I zip my coat to my chin. We’re both wearing lots of layers like Xander suggested, but I’m still feeling the chill. My breath steams in front of me as I dig my gloves out of my pockets and pull them on.

“All right,” Ming says. “Let’s go!”

We creep out of the yard, and then when we’re about a block away, we start skipping down the sidewalk like hyper kids at recess. It’s eerily quiet in her housing development, and I’m wound up; I
finally
get to see Reece for the first time since Christmas break started two days ago. All I want to do is jump around and dance, dance, dance.

“Did Xander tell you where we’re going yet?” I ask.

“All he’d say is that they’re picking us up at the park. My guess is that after that we’ll probably end up at some abandoned boxcar or secret cave somewhere. You know how my boyfriend is.”

“Horny?” I’ve seen them all over each other enough times—totally against my will, obviously—to know that that’s the truth of it.

Ming gives me a push. “I meant that he’s
adventurous
. Anyway, I’ll make sure that wherever we end up, you and you-know-who get some quality alone time.”

“Well, okay!” I laugh like she’s beyond strange for bringing it up. I’m looking forward to exchanging Christmas presents with Reece, but the idea of “quality time” is kind of outside my comfort zone.

We turn the corner and reach the park. The parking lot is empty, so we make our way across the grass. “I can’t stop wondering why you’re so weird about him,” Ming says in a way-too-concerned sounding voice as we approach the swings.

“I’m not.”

“You
are
.” She’s still being serious. “You won’t even admit to liking him. He’s going on vacation with your family. You’re together all the time. You got him a stuffed giraffe for Christmas. It doesn’t get any more obvious, but you still won’t confess to me!”

I reach back and pat my bag containing Reece’s gift. The first time I ever really talked to him was earlier in the fall at the zoo after Ming and Xander disappeared on us. Reece and I then paid extra for the chance to hand-feed bamboo leaves to the giraffes, and immediately afterward, I tripped and took him down to the ground with me. It was embarrassing, but he
was nice about the whole thing and we’ve been hanging out ever since.

“It’s a stupid present to get for a boy, isn’t it?” I ask Ming.

“No, it’s very cute.” She sits on a swing. “And if there was ever a boy who’s exactly the right amount of sappy to appreciate it, it’s Reece.”

The frowny-faced way she’s looking at me makes my chest tighten. Alejandra was my best friend for so long that I was used to sharing most of my secrets with only her. The fact that we’re not close anymore is an understatement, but maybe I can have something like that with Ming.

“All right,” I blurt out. “I like him.”

That’s all it takes for Ming’s lips and cheeks to spring into a positively gleeful expression. “You like
who
?”

I kick the wood chips at my feet. “Who do you think?”

“Oh, no. You’re not getting off the hook, Coley. Say it!”

There’s no reason why this should be hard. Four words. I’ve spoken all of them before—just never in this particular order. I take a deep breath, let it out slowly. “I like . . . Reece Kinsey.”

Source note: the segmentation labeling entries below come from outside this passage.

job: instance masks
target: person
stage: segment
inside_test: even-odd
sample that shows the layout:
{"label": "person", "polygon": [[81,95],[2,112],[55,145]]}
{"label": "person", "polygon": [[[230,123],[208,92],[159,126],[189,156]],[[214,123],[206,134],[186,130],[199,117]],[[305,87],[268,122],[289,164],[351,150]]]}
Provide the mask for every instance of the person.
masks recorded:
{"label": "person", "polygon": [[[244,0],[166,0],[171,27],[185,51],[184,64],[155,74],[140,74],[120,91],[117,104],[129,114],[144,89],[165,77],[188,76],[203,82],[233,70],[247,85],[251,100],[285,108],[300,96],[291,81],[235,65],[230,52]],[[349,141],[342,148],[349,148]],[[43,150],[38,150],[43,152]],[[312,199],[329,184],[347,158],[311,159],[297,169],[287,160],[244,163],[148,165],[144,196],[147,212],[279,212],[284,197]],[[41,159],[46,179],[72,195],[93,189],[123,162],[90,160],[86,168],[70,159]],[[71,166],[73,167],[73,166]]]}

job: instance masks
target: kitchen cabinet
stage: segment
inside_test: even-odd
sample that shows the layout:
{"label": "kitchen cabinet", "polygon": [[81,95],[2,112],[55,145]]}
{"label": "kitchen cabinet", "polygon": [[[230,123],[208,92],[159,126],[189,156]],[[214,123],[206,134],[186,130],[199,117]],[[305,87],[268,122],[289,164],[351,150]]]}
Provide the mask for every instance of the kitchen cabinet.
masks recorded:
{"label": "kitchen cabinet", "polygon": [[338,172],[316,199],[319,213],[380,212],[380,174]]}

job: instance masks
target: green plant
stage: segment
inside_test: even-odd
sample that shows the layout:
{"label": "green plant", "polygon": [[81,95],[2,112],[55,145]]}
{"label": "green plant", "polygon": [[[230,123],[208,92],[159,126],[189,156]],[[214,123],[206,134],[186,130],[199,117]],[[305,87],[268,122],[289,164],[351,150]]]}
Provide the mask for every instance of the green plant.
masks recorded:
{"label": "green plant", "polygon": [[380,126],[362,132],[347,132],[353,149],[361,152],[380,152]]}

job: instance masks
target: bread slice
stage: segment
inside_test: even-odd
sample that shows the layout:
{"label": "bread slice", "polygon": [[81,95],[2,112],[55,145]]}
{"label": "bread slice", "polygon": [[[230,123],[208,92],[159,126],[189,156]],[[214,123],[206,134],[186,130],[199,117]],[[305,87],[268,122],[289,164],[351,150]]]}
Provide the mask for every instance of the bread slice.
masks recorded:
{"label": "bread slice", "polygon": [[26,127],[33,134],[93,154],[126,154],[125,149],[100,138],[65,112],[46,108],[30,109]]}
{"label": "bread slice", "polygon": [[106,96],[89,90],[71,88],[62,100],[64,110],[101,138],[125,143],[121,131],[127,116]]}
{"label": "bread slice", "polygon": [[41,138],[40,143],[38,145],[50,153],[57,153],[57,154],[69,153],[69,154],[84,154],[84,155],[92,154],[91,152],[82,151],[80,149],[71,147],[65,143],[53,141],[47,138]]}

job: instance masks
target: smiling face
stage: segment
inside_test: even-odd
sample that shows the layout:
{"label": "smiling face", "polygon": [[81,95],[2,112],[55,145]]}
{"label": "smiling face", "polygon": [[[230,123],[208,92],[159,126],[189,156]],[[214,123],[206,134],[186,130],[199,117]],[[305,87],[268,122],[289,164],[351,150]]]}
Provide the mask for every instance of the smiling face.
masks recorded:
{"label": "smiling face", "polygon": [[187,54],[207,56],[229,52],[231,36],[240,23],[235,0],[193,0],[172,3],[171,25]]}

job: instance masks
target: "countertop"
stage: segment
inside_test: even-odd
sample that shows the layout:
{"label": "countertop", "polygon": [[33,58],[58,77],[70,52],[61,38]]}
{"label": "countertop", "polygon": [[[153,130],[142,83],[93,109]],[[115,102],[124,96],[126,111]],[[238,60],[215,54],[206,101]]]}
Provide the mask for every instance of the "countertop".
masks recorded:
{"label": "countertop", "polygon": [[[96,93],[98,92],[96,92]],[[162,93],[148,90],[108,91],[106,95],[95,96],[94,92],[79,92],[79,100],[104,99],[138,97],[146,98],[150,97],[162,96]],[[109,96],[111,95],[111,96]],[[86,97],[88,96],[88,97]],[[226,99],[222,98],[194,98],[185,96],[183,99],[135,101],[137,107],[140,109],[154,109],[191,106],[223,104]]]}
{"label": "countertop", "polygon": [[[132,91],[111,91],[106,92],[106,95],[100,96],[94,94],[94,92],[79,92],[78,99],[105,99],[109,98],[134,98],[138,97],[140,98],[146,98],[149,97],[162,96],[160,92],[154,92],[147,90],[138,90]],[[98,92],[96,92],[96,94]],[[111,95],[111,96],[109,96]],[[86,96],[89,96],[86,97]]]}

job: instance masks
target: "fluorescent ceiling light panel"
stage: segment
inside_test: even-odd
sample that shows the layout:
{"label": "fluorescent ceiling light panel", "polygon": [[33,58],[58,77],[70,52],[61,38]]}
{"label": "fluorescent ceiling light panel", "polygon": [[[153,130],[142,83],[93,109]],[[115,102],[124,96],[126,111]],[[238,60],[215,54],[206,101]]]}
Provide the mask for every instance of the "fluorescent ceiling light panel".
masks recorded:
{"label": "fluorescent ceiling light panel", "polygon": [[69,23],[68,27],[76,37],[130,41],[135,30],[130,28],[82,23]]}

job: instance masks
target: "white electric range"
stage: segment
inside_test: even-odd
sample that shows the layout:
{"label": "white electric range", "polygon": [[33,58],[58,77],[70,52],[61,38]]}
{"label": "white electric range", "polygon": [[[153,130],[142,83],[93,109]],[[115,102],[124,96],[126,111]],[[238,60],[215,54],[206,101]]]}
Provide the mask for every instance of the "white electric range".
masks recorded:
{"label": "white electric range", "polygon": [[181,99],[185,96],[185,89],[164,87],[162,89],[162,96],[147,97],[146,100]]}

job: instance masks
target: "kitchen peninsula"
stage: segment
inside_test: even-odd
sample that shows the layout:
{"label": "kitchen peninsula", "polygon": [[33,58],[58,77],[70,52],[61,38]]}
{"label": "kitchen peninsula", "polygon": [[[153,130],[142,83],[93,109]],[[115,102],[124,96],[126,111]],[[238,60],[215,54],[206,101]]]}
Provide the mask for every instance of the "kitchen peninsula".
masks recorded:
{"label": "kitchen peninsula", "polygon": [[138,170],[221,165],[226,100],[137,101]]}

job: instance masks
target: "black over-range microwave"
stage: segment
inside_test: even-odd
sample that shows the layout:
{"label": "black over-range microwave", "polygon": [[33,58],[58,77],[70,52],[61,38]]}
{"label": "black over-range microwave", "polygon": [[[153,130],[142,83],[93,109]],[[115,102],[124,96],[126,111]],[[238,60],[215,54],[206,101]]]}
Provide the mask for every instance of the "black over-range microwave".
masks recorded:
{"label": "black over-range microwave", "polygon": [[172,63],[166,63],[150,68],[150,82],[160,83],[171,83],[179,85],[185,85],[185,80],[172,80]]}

Ming makes a high-pitched squeal and jumps up. “You
like
him like him?”

“Yes!”

“The kind of like where you want to rev his engine or actually use his gearshift?”

I burst out laughing. Leave it to her to be completely unromantic. “I don’t know. Maybe both someday?”

She shrieks and throws her arms around me. We hug and hop up and down, and I’m glad that I played along because this is a lot like what it used to feel like when I had a best friend.

“He’s good for you, you know,” Ming says, going back to her swing. “I mean, he’s a little geeky and all, but you’re so cute together.”

I get on the swing next to hers. “Reece went out with Violet for a long time, right?”

“I think for, like, two years.”

“He never talks about her. Not with me, at least. Is that weird?”

“Of course not! She’s in college now and they are completely over and done with.”

I’ve never had a boyfriend, but it’s weird to me that people can be important to each other for two years and then just
not
be anymore. “Do you think it’s true what people say about them?” I ask.